There are currently two encyclopedias that encompass a plethora of aspects related to communication management. Heath 2013 is specifically focused on the theory and history of public relations scholarship, while Heath and Johansen 2018 is located in the growing research field of strategic communication.

  • Heath, Robert L., ed. 2013. Encyclopedia of public relations. 2 vols. 2d ed. Thousand Oaks, CA: SAGE.

    The second edition of the two-volume Encyclopedia of Public Relations, first published in 2005, contains nearly 450 entries spanning all aspects of the public relations field, including concepts and theories, history of the profession, changing practices, and key practitioners. It was and remains the first and most authoritative compilation on public relations, and includes many articles focusing on managing public relations or—in a broader sense—any communication activities of organizations.

  • Heath, Robert L., and Winni Johansen, eds. 2018. The international encyclopedia of strategic communication. Hoboken, NJ: John Wiley.

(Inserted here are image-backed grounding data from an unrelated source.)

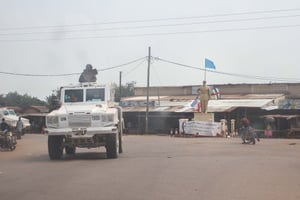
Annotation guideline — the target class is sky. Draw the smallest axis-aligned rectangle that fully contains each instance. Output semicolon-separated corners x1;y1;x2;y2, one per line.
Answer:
0;0;300;100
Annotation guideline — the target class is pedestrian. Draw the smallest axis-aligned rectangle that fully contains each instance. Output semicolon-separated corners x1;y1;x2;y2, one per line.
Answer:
16;117;24;139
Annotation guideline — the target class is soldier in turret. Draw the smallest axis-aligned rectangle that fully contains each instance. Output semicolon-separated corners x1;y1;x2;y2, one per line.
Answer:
79;64;98;83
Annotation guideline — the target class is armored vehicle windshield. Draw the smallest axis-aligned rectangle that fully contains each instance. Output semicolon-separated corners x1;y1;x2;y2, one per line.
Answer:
63;87;106;103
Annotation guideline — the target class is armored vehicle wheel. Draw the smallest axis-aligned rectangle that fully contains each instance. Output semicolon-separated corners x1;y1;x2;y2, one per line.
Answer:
65;146;76;155
118;129;123;154
106;135;118;159
48;135;63;160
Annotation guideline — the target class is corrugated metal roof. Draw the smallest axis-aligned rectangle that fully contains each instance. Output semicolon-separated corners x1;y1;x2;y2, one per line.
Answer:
122;94;284;101
208;99;273;112
220;94;285;99
121;95;277;113
261;114;300;120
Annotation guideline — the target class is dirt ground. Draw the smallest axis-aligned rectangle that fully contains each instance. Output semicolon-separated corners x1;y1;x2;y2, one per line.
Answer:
1;134;300;200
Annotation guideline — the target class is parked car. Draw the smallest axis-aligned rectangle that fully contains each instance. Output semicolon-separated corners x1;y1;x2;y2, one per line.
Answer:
0;108;30;136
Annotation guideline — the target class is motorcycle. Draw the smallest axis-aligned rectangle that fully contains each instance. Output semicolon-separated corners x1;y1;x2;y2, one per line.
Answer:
0;130;17;151
240;126;257;145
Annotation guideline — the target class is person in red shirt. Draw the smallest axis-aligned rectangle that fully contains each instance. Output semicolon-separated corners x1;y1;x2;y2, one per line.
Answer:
240;115;259;144
241;116;250;127
240;115;250;144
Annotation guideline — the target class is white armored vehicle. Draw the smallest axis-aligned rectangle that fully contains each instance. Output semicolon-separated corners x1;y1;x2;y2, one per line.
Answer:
46;81;123;160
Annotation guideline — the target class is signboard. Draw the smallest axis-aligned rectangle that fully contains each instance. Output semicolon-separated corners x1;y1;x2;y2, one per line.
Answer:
179;119;221;136
120;100;155;107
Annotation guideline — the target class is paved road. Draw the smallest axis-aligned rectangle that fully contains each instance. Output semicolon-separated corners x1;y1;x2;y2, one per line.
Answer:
1;134;300;200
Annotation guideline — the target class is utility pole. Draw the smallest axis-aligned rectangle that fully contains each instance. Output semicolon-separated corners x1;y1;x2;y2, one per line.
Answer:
145;47;151;134
119;71;122;102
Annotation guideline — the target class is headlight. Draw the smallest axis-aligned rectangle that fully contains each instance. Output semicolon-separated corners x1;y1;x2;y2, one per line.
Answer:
60;116;67;122
47;116;59;128
102;114;114;122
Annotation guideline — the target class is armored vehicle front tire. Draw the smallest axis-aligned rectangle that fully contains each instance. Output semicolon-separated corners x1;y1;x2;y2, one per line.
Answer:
106;135;118;159
48;135;63;160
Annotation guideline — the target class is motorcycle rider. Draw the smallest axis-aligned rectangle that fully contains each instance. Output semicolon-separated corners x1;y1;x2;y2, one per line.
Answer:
240;115;250;144
0;118;16;150
1;118;10;134
240;115;260;144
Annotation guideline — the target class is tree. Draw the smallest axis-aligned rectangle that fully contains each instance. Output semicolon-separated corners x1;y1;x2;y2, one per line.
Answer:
0;92;46;109
0;94;5;107
113;81;136;102
46;89;61;111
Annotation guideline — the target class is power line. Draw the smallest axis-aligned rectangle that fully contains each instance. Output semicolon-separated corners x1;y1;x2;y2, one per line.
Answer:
1;24;300;42
0;55;299;83
151;61;163;86
99;57;146;71
0;57;146;77
1;8;300;31
123;59;146;77
0;71;81;77
1;14;300;37
155;57;300;82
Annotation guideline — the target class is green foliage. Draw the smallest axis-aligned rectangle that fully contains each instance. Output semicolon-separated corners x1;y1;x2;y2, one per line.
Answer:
0;94;5;106
0;82;135;109
113;81;136;102
45;90;61;111
0;92;46;109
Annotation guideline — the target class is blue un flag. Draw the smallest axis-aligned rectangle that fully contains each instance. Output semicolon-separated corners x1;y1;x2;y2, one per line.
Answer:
205;58;216;69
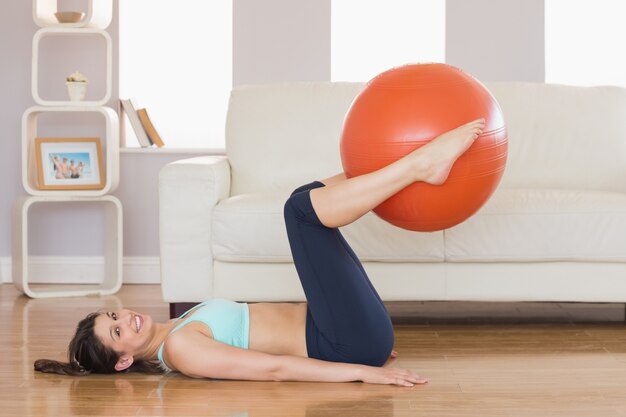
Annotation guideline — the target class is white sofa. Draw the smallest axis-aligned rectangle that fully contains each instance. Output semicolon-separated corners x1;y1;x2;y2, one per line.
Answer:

    The three-volume International Encyclopedia of Strategic Communication, written by a multidisciplinary team of authors, provides a broad overview of strategic communication research, including theory, definitions, concepts, and professional trends alongside a specific focus on the four major areas of strategy, organization, management, and sociocultural impact. It examines strategic communication from different scholarly perspectives and addresses a diverse readership, including academics and professionals in communication management, public relations, corporate communication, or marketing. Aspects of managing communications are discussed in many articles.